‘Disappointing’ is the word used most often by members of the No. 10 USC men’s golf team to describe their early play.
That might seem like a misnomer, given the team’s lofty ranking and the formidable schedule they have had to navigate thus far, but USC coach Chris Zambri has built a program in which winning tournaments is the expectation.
“We need to start finishing higher in fields,” Zambri said. “Finishing in the middle of a field is not what we ever want to do. I’m looking forward to [the next tournament], and I hope these guys start playing the way I know they can.”
The Trojans have their next opportunity to please their coach this weekend at the Prestige Tournament in La Quinta, Calif. In a familiar refrain for the Trojans, the field will once again be populated by a number of top programs, including No. 5 Washington, No. 6 Stanford and No. 20 Texas Christian University.
“Coach’s expectations are obviously really high because every year he’s had a very competitive team that’s been in the top three or four in the country,” freshman Martin Trainer said. “He wants to win every tournament.”
Trainer has been a bright spot for USC this season. With a pair of top-20 finishes under his belt, the freshman has quickly adapted to the collegiate game. Now Zambri is waiting for the rest of the team to step up.
“The best thing that has happened so far is Martin has shown he can play high-level college golf,” Zambri said. “I know we have other guys who have done that or who I’m very confident will do that. If we can add another guy to the mix like we have with Martin, that’s a great thing.”
Chief among those players is junior Matthew Giles, who struggled enormously in his last tournament. The returning All-American had a strong qualifying round this week leading up to the tournament, giving his coach some reassurance.
“I’m standing on the 18th tee at Trump right now and Matthew is 6-under par at a really good golf course,” Zambri said on Wednesday. “We need a guy like Matthew to just do his thing. We need him playing like he can play.”
If Giles cannot carry the team, then the burden will likely fall on Trainer, who, in typical fashion for this team, is embarrased with his play thus far.
“Even though I have some pretty decent finishes, I feel like my game is at a much higher level than what my scores [have] shown,” he said.

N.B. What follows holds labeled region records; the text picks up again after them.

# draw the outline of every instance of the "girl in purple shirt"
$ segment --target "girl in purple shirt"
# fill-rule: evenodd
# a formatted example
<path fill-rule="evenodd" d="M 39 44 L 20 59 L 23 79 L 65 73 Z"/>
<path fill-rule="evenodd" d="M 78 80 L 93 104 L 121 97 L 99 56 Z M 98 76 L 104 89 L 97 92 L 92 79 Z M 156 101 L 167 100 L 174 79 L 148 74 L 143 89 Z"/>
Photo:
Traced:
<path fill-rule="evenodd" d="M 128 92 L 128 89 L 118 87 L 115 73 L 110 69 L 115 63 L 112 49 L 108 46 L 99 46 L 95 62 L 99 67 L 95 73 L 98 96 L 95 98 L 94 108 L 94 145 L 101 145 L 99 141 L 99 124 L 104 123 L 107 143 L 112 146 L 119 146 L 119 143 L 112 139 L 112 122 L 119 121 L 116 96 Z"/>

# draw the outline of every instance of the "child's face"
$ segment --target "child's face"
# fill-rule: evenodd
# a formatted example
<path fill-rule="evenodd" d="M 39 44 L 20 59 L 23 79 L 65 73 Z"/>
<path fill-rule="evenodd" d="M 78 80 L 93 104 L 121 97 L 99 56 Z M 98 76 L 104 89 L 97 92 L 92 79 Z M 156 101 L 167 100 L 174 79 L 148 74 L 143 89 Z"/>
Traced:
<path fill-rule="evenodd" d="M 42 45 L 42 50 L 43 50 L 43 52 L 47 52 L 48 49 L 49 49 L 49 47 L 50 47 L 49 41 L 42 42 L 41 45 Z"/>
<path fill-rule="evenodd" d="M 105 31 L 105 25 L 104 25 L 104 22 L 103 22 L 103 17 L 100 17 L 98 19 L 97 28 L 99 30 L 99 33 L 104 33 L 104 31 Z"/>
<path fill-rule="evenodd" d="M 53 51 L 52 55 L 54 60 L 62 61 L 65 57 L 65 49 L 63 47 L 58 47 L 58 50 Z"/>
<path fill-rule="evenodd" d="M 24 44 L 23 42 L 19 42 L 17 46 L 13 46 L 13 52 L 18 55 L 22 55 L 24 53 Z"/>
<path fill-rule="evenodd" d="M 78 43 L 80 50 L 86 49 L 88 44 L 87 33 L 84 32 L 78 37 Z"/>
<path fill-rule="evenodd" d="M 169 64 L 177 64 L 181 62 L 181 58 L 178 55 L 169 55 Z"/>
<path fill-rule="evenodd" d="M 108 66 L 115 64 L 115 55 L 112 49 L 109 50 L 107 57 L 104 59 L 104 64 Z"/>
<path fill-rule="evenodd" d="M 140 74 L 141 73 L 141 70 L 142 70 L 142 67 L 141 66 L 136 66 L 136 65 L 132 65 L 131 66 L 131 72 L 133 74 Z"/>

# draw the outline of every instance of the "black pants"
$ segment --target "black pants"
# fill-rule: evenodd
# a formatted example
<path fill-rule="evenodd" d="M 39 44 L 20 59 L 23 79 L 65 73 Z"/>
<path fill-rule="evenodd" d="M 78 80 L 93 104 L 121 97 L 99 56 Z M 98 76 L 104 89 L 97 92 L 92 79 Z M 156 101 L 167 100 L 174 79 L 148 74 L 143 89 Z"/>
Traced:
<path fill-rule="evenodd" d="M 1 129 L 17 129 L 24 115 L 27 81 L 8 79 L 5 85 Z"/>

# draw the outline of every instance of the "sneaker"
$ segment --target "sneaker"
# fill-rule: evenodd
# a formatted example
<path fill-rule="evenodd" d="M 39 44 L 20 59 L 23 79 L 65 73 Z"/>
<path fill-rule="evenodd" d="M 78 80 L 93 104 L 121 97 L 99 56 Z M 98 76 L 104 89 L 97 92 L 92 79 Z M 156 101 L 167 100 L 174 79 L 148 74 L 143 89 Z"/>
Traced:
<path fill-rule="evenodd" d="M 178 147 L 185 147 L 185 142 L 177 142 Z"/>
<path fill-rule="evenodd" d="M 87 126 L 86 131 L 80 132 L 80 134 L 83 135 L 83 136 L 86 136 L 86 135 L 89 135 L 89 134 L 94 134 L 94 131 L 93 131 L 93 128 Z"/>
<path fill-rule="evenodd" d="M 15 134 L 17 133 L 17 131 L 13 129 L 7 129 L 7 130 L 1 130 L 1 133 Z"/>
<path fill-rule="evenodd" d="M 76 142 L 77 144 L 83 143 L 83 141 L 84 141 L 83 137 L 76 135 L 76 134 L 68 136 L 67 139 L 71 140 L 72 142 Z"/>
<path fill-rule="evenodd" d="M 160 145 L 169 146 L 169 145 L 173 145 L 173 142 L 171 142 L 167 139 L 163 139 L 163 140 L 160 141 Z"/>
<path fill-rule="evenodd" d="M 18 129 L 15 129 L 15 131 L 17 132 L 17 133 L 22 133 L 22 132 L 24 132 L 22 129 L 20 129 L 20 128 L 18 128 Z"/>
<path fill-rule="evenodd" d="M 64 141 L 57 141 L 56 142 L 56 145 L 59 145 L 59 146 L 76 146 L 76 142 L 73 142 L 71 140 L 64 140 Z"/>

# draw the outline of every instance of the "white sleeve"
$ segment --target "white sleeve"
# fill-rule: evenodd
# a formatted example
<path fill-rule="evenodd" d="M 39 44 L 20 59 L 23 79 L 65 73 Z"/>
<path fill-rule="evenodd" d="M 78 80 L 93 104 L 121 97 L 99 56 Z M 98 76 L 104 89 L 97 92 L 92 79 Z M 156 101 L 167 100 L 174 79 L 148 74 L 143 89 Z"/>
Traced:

Trainer said the team needs more consistent play if they want to reach their potential.
“Consistency is the most important thing,” he said. “Every single guy can go out there and shoot a good round, but it’s a team event and we need four good scores out of five. We haven’t had four good ones at the same time yet.”
The Trojans might not have played up to their capabilities yet this season but that does not mean morale is low. In fact, Zambri said the team is not even down about their mediocre results so far.
“We’d be really down if we thought we played well and finished seventh or eighth, but I don’t think we’ve played worth a darn yet,” he said.
Opening round play at the Prestige starts Sunday. The tournament will conclude Tuesday morning.